Dover esporre il proprio corpo durante le cure o sostenere conversazioni sulla propria esperienza chirurgica risultava imbarazzante, e l'abbigliamento ospedaliero, spesso poco coprente, aumentava per loro questi sentimenti di vulnerabilità.
In effetti, come si può imparare ad accettare la propria nuova condizione in un ambiente del genere?
Al contrario, condividere la stanza con altre donne che avevano subito una mastectomia è stato invece considerato terapeutico. Molte partecipanti hanno trovato conforto nel poter scambiare esperienze simili e stemperare il senso di isolamento.
Tiriamo le fila
Questo studio ribadisce la necessità di una cura centrata sulla persona, capace di riconoscere quando una paziente desidera un momento di solitudine o, al contrario, ha bisogno di rassicurazioni.
L'assistenza ospedaliera post-operatoria per la chirurgia del cancro al seno richiede non solo competenza professionale, ma anche capacità comunicative per supportare le esigenze psicologiche delle donne.

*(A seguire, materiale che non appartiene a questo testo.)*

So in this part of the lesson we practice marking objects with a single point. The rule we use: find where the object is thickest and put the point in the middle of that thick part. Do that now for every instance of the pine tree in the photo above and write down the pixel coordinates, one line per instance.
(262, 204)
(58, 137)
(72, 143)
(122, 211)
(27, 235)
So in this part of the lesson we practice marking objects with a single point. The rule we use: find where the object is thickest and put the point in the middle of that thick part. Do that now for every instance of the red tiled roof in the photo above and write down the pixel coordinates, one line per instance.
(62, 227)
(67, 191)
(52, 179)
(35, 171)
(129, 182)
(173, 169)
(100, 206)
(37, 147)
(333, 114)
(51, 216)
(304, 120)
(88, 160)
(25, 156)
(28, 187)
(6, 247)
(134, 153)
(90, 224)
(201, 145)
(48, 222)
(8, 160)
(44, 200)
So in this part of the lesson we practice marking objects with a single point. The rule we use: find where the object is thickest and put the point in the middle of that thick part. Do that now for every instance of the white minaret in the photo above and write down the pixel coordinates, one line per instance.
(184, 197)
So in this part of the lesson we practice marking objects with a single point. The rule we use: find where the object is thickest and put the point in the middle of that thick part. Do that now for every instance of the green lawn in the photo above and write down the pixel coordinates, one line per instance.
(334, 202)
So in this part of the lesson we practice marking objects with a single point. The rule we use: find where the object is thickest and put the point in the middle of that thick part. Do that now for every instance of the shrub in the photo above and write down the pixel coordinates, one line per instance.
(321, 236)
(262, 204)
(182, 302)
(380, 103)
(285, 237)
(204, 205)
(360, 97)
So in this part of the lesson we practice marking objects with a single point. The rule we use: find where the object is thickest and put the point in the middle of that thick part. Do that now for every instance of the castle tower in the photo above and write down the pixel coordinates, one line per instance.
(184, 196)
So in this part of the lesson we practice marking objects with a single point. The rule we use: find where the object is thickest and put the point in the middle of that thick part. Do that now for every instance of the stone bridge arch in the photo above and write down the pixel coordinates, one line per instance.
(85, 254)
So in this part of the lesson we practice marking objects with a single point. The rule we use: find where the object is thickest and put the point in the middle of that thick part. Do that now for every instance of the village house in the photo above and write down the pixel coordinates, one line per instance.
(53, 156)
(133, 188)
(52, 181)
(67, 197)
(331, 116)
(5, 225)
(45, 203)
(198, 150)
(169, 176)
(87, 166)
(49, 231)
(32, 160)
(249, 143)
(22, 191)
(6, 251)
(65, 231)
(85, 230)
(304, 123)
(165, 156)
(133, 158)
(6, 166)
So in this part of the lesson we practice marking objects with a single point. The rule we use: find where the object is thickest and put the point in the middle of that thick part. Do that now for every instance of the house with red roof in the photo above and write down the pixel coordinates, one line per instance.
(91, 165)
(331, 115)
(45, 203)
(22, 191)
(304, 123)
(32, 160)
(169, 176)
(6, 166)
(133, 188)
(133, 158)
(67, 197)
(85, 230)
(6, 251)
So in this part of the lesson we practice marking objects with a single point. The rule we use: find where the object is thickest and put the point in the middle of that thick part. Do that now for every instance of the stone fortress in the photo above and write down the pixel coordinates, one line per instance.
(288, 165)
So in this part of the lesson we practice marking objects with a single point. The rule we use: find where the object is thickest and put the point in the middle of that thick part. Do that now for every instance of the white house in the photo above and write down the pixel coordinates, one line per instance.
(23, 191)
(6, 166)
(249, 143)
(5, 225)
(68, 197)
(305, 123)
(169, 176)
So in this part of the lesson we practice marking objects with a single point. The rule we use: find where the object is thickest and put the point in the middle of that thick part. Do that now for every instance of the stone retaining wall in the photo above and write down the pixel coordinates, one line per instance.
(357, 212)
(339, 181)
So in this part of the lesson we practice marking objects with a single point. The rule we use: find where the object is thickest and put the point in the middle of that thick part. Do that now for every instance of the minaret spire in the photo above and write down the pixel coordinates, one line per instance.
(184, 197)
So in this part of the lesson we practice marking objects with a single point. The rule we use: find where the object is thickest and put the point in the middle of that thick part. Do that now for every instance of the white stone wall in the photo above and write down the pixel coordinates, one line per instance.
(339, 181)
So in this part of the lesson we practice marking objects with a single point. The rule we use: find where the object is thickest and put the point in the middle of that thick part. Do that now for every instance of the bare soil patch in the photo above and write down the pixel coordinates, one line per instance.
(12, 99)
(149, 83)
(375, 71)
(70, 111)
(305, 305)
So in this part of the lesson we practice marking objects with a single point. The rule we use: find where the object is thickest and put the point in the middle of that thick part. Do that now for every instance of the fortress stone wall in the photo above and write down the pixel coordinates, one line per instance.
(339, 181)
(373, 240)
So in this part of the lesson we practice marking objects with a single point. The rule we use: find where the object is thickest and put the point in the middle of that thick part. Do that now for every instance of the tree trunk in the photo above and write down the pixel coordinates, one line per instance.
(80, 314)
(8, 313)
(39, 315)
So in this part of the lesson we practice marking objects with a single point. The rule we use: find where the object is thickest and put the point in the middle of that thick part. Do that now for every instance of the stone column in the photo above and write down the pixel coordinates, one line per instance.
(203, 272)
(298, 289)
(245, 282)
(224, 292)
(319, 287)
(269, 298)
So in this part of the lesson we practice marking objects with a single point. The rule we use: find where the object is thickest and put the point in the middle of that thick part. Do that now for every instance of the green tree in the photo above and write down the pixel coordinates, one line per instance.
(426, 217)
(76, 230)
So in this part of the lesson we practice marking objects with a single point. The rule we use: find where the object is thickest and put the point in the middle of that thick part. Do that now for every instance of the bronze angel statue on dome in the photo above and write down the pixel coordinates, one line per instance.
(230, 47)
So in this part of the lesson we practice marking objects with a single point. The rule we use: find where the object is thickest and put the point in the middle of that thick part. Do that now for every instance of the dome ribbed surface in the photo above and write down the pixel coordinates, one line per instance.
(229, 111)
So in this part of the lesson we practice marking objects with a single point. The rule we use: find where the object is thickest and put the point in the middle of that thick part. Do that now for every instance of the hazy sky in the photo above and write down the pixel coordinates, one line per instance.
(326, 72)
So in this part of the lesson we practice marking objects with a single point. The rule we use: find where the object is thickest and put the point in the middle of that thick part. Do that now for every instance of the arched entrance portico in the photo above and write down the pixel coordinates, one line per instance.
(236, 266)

A tutti gli infermieri e le infermiere che si ritroveranno ad avere a che fare con questo tipo di circostanze, quindi, questa ricerca potrebbe essere utile per cambiare il proprio approccio alle pazienti, che ora più che mai hanno bisogno sì di cure, ma anche di attenzioni, di essere ascoltate e trattate come persone normali.
Cosa si può fare, quindi, nel concreto per queste donne?
Dedicare loro del tempo, per prima cosa. Sarebbe molto utile prepararle alla vista della cicatrice, aiutarle a gestire l’impatto che questo momento può avere, assisterle e sostenerle per la dura prova dello specchio, e magari procedere gradualmente prima di metterle a tu per tu con la visione completa della cicatrice.
Un’altra cosa importante è avere rispetto della loro privacy e della loro nuova condizione. Sarebbe sempre il caso di evitare le stanze miste e creare invece uno spazio di condivisione tra pazienti con storie simili, per ridurre quel senso di imbarazzo e vulnerabilità.
Infine, anche ricreare un ambiente favorevole al recupero, tranquillo e luminoso, può aiutare a vivere più serenamente l’esperienza di degenza, migliorando il benessere generale e riducendo quel senso di ansia, quel bisogno di tornare a casa per sentirsi più al sicuro.